What’s Your Plan?
Welcome to the start of the year! How are you doing on your New Year’s resolutions? For those of you who select one word for their year – do you remember your word? A few years ago, I shifted from resolutions and one word to making quarterly goals. I was doing really well on my goals last year until August when I took on my new job. My new job was taking a lot of time and energy and I found myself skipping all the goals. So here in the new year, it’s time to get back to focusing on whatever I’ve decided is important. This year I decided I’d work on goals, but for the year not a quarter.

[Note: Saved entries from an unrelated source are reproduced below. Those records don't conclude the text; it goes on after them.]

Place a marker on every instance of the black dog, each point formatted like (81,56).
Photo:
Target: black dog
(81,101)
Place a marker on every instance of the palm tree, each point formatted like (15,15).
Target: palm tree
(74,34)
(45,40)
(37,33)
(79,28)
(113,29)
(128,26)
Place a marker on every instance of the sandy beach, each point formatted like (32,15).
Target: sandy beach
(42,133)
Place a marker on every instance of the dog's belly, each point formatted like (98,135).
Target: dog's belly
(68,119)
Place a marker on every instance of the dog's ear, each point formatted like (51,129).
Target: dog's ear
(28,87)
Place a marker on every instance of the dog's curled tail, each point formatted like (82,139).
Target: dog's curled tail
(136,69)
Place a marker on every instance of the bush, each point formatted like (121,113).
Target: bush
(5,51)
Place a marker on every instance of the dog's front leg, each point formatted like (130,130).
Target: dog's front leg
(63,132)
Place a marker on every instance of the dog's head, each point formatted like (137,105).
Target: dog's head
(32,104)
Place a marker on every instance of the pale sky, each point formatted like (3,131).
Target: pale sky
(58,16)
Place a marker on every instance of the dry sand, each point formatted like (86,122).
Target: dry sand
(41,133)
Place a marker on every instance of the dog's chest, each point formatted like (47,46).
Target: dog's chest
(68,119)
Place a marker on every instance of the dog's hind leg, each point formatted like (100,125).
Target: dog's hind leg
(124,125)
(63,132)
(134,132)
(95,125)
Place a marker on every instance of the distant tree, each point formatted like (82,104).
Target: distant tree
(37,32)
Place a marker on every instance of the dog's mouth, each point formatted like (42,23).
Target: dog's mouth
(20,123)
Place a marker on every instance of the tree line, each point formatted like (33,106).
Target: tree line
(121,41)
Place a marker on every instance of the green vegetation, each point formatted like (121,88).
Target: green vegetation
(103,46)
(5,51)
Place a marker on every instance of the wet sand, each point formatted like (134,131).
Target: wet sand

Now before I explain what I’ve decided to do, I need to confess that I’ve never really outgrown my opinion that buying school supplies at the start of the academic year is just fun. Of course, now I call them office supplies. I like good pens and the way they write on different kinds of paper. I like colored tabs, and file folders and hanging files. The place where I have put the most energy over the years is in planners and planning systems. I am always on the look out for a new one, the perfect one.
I’ve carried a daily planner since college long before it was a normal behavior, long before academic advisors recommended planners as a tool for student success. Not a lot of choices then. Mine, like my Mom’s had been, was a black soft cover, one page a day, with red edged pages and a red ribbon to mark the page. More than one person told me they thought I carried my Bible around everywhere.
Now, of course there are planners in all colors, all styles, all shapes and sizes. I’ve tried many of them. For several years now, I’ve carried one that’s part of a system that allows me to move pages around and my use of the book has expanded. I keep appointments in it of course, but I also use it to think since I like thinking with a pen in my hand. I use it somewhat as a ‘commonplace book’ to capture quotes, ideas and other odds and ends that catch my attention. I keep track of the books I’ve read and of the various goals I want to spend time and energy on.
This year, I’m trying something a bit different. Mathew Dicks, who writes a daily blog that I read most days, has a very long list of very specific goals he wants to accomplish over the course of the year. Each month he posts his progress. His goals are big and small, health and work related, the range is amazing. And I’m going to give it a try. So this year, I’m going to do my with a weekly goal rather than daily for walking. I’ll still need to push to get there, but not quite in the same way as a daily goal. I have a goal of writing a thank you note every week. (I need to write last week’s tomorrow while being alert for this week’s recipient.) I want to work on Spanish and read a book a week. I have about fifteen things I want to add into my life throughout the coming year. All in my planner. I’m a J on the Myers-Briggs and checking things off a list, marking the accomplishment each day, each week is very satisfying to me. So I have plans for the year.
I was intrigued by today’s quote. I like the idea that by planning I’m influencing the future. I may or may not manage to work on all of these throughout the year, but that’s really not the point. I may need to change the details, shift my emphasis as the year winds on as I live into the future. That’s okay. That’s the way of a life, but whether my goals shift or stay the same, having a plan helps me spend my time more wisely than I do without a plan. Using my planner to check things off, make needed or interesting changes, and pay attention to what is important to me continues to be helpful.
And if I can do all this with colorful pens and a planner design that is functional for me, so much the better. How do you plan?